- Born: 26 February 1896 Plymouth, Devon, England
- Died: 27 July 1961 (aged 65) Plymouth, Devon, England
- Occupations: Solicitor; registrar; executive;
- Height: 193 cm (6 ft 4 in)
- Spouse: Marjorie Joyce Sandover
- Children: 3 (including John Richard)

= Edgar Stanbury Dobell =

British lawyer

Edgar Stanbury Dobell (26 February 1896 – 27 July 1961) was a British lawyer and businessman.

Dobell was the eldest son of Eva Ellen Stanbury and John Pearse Dobell, a solicitor. While a student at law, he was a member of the Plymouth, Stonehouse and Devonport Law Students' Debating Society. From 1915 to 1919, he served in the Coldstream Guards. He was once mentioned in dispatches.
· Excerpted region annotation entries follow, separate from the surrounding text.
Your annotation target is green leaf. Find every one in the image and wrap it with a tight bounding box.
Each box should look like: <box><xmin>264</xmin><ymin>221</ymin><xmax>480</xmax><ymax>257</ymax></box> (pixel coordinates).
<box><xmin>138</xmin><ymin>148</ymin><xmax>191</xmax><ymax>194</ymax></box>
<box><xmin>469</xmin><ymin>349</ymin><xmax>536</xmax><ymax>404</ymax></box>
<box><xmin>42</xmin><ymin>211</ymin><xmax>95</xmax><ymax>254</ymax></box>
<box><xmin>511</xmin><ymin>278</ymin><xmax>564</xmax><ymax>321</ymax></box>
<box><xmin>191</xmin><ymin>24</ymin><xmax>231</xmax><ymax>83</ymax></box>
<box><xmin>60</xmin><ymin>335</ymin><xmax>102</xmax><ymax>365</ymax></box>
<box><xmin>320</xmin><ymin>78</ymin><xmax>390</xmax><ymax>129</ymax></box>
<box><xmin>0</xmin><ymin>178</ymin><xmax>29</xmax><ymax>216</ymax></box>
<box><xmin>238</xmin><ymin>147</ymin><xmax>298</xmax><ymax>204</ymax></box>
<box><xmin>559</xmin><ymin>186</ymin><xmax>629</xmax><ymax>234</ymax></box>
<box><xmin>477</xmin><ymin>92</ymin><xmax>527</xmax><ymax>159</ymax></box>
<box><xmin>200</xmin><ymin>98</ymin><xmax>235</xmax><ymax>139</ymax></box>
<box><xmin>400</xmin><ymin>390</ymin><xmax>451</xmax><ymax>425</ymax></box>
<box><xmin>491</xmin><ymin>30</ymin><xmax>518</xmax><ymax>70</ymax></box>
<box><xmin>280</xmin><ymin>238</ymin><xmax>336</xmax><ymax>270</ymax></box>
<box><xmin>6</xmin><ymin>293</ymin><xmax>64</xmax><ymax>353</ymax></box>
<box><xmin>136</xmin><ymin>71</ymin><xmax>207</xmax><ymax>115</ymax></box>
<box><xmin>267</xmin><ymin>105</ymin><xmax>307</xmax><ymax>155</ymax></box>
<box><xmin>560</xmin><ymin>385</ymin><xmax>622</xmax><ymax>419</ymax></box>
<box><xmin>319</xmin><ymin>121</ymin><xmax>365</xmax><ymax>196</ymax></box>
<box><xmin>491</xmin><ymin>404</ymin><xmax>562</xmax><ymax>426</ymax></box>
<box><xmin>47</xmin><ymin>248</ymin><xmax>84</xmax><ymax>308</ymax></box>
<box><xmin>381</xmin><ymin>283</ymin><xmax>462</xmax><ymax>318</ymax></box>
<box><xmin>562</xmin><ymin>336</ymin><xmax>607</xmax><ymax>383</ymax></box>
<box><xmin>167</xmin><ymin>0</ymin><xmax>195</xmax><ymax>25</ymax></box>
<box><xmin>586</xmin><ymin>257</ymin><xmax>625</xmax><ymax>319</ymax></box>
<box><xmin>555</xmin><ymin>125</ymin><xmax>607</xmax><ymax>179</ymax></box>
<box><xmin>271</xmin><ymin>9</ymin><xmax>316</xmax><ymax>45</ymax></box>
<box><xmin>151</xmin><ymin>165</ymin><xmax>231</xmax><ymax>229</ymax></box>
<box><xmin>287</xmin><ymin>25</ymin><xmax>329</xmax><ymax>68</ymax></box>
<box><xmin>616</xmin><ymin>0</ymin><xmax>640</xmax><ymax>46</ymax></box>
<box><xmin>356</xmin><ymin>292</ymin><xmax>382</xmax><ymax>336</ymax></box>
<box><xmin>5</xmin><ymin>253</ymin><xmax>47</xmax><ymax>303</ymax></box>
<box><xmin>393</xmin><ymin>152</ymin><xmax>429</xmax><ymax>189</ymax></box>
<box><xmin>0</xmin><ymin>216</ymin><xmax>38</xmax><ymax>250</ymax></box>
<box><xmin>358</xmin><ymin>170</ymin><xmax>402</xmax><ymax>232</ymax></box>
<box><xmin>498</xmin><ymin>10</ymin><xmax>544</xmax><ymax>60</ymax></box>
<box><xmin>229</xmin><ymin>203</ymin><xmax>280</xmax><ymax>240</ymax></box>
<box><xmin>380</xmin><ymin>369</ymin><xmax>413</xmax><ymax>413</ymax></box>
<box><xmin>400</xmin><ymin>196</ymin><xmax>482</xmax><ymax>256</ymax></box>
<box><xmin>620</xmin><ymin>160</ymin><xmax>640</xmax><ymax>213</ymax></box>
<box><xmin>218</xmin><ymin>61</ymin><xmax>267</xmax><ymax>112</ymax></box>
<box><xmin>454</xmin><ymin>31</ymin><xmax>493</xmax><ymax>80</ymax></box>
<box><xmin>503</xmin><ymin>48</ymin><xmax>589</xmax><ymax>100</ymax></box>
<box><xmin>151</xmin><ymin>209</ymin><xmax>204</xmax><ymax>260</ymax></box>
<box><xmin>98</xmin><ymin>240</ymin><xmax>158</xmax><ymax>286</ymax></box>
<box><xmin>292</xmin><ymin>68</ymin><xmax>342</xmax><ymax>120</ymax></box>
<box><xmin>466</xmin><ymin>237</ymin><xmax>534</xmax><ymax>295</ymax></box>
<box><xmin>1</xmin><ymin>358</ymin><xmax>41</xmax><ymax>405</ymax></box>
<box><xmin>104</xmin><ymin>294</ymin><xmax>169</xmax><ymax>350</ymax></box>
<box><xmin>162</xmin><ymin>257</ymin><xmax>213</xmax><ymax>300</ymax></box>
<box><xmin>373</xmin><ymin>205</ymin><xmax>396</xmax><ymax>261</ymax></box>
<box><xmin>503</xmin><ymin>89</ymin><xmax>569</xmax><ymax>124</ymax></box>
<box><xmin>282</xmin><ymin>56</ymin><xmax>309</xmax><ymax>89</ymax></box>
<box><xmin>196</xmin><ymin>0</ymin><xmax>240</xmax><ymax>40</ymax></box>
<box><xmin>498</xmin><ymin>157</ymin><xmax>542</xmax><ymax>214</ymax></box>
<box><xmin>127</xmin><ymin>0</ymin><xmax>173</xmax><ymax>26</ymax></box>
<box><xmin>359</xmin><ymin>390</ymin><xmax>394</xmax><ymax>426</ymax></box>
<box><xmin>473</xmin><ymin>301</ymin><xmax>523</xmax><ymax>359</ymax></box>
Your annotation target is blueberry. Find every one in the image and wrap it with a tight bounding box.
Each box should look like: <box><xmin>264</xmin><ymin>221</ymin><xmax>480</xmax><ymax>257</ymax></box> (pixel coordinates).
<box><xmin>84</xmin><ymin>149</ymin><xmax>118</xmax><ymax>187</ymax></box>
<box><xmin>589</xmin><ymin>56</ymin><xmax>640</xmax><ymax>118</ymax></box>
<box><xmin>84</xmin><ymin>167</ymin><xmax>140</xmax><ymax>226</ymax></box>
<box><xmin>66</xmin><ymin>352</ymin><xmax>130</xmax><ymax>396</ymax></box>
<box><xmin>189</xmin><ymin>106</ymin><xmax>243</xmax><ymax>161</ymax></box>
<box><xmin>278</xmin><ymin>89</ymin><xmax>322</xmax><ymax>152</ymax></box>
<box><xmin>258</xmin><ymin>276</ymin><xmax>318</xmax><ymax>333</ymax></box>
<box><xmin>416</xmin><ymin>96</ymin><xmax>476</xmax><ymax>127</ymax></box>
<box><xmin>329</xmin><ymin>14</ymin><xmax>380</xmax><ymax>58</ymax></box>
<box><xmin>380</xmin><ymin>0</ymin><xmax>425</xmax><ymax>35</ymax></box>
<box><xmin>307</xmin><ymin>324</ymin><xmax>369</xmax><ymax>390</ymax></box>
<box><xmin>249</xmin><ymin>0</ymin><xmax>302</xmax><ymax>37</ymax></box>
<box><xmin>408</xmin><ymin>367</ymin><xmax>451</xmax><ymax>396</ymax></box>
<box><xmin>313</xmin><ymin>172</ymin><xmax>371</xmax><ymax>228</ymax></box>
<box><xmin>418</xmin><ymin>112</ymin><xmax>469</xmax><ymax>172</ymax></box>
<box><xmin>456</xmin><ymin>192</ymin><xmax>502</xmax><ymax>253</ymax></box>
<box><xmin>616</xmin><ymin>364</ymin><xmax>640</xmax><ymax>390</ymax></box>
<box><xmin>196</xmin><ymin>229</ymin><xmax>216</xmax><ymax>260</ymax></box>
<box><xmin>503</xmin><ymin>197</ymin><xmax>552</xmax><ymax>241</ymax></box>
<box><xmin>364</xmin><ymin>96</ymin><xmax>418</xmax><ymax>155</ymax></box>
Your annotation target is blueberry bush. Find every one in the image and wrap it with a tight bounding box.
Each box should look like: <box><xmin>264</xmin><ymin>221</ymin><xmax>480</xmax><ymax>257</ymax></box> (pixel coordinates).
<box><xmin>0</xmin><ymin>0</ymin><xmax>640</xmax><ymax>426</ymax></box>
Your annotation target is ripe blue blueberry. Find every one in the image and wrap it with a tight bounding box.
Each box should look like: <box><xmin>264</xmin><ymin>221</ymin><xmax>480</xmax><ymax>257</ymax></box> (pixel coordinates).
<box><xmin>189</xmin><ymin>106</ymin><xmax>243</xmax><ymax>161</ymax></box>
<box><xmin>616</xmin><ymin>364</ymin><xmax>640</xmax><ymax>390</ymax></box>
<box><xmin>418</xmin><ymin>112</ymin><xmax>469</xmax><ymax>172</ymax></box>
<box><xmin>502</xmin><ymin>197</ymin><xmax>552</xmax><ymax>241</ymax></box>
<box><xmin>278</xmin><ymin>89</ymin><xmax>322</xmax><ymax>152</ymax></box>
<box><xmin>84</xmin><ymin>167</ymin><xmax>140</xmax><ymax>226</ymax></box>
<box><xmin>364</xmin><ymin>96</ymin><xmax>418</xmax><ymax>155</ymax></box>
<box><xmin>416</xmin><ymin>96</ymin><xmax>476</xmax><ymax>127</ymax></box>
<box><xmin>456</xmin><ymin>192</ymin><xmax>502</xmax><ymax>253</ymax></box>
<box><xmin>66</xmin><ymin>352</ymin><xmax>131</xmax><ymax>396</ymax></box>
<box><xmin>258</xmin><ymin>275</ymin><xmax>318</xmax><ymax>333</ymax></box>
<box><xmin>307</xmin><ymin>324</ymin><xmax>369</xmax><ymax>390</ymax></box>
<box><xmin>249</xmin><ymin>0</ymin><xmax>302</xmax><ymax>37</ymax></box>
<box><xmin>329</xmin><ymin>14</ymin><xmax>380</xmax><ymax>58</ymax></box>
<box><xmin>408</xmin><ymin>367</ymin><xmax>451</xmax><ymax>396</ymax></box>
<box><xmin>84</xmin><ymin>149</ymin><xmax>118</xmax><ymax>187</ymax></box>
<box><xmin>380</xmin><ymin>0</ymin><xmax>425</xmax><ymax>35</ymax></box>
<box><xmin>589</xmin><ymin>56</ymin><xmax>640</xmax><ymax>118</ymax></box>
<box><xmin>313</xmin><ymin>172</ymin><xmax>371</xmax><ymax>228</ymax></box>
Dobell was articled to J. P. Dobell, of Plymouth. In 1919, he passed the intermediate examinations for entry into the Law Society of England and Wales. He passed the final examinations the following year. In 1932, Dobell was vice-president of the Seven O'Clock Regulars Swimming Club. He served as president of the Plymouth Law Society in 1936. His father (John Pearse Dobell) had served as president in 1912 and his brother (David Ireland Dobell) would later serve in 1971.

In 1931, Dobell married Marjorie Joyce Sandover in Plymouth, England. They had two daughters and one son (John Richard Dobell).

From 1948 to 1954, Dobell was the director and vice-president of Plymouth Argyle F.C.. In 1953, he and Sir Hubert Ashton produced Sporting Fanfare, a light programme for the BBC. In 1954, he oversaw Plymouth Argyle F.C.'s complete middle-west and coast-to-coast tour of the United States, which included a day-by-day account of the players' experiences during the tour through the all round coverage of local sports writers.